Five years after its installation, a state-sponsored solar project at the Nigerian village of Bishop Kodji is not functioning. Below, children labor in the surrounding waters. It was hoped the photovoltaic system would power water pumps and fish driers in the tiny fishing and boat-carving community.

In the shadow of Nigeria's business capital, Lagos, where some of the richest Nigerians live, lay the Onisowo lands.  On an island in Lagos Lagoon, (map) Onisowo is 15 minutes west by water from the prestigious Ikoyi Boat Club, where the wealthy dock their yachts, and 10 minutes east of the private beaches Ibeshe and Ilashe, where they weekend.

Despite its prime location, the island is far removed from robust development elsewhere in the country.

Five years ago, the Lagos state government launched a solar electrification project at the Onisowo village of Bishop Kodji-the first of its kind in the state.
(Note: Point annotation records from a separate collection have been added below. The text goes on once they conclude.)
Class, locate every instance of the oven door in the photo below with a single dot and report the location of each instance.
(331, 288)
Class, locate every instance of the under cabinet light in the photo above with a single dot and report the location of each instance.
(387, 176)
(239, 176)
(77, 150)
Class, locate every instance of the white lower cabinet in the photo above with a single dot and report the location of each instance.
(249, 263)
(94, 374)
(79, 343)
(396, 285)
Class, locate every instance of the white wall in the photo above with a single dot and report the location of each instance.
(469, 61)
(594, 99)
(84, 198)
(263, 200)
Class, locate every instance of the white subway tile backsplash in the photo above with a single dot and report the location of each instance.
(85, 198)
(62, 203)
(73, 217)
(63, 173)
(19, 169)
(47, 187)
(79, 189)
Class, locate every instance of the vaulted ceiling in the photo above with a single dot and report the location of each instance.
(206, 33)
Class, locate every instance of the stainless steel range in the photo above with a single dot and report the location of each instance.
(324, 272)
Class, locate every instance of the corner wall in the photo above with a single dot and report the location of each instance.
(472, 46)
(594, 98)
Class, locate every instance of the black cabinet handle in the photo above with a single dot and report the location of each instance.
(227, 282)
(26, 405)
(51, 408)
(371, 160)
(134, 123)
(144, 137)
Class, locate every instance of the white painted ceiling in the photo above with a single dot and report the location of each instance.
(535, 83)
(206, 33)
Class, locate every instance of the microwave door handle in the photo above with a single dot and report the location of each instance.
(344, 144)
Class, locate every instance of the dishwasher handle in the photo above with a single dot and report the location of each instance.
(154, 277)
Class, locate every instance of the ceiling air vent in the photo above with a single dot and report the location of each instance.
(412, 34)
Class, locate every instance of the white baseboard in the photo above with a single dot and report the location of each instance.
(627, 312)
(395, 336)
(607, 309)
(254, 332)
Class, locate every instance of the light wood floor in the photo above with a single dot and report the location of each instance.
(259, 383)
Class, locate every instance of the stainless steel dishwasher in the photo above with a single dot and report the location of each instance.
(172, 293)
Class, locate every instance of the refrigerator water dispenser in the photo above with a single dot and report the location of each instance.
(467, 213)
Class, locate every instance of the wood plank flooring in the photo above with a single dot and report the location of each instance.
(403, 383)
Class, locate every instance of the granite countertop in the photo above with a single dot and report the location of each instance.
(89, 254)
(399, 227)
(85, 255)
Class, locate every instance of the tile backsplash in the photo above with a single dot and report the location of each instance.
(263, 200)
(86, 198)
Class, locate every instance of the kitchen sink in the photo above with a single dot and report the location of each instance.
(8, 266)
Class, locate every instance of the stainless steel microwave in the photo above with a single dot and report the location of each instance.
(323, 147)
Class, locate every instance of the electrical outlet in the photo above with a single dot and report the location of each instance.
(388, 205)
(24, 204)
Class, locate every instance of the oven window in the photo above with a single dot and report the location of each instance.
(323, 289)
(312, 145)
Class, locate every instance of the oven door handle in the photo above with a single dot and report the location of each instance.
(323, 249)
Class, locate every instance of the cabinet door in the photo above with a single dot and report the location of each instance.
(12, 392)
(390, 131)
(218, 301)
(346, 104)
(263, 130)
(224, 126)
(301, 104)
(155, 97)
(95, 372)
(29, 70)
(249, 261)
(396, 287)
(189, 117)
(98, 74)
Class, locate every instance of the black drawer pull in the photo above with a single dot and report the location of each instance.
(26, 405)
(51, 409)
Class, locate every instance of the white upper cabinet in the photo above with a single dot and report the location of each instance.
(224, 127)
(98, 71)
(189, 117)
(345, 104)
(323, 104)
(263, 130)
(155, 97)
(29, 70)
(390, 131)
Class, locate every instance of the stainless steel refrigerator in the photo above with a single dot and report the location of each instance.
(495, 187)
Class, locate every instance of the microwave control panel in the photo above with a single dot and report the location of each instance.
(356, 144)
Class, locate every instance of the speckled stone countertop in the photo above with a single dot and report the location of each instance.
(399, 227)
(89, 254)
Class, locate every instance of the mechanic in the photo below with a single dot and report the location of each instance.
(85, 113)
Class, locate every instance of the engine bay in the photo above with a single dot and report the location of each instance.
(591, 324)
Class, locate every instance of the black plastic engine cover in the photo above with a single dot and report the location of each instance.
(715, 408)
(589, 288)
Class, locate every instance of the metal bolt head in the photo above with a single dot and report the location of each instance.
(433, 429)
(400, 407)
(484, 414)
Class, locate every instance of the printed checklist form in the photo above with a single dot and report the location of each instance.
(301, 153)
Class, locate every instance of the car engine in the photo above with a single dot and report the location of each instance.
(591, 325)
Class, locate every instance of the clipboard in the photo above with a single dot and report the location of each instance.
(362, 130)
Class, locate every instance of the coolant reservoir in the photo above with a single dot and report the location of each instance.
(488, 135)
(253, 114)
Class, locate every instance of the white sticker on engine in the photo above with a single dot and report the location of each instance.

The project was built to power water pumps, fish driers, and street lamps, giving the tiny fishing and boat-carving community's 5,000 residents easier access to drinking water, securing their sandy streets, and strengthening the oceanic island's fishing economy.

Things didn't go as planned.

"We don't know what's going on," said Azime Anthonya traditional leader in Bishop Kodji. "It only worked for about three months, then it stopped. All the places where we are supposed to have light are dark and they never came back to try to fix any of it."

(Related: "Can Solar Save Us?")

The solar system breakdown in Bishop Kodji is just one example of the failures that have typified energy delivery in Nigeria. Nearly 70 percent of people in the West African country do not have access to the national power grid, and the 30 percent who do have access cannot rely on steady power. While the federal government develops and extends the national grid, state governments have increasingly sought alternative energy sources-such as the Bishop Kodji solar project-to meet the shortfall.

What is the way forward.

We propose the following:

1. There must be community help technical entrepreneurs that can come to such communities for a reasonable fee.

2. There must be government private solarpreneur partnership to maintain such services.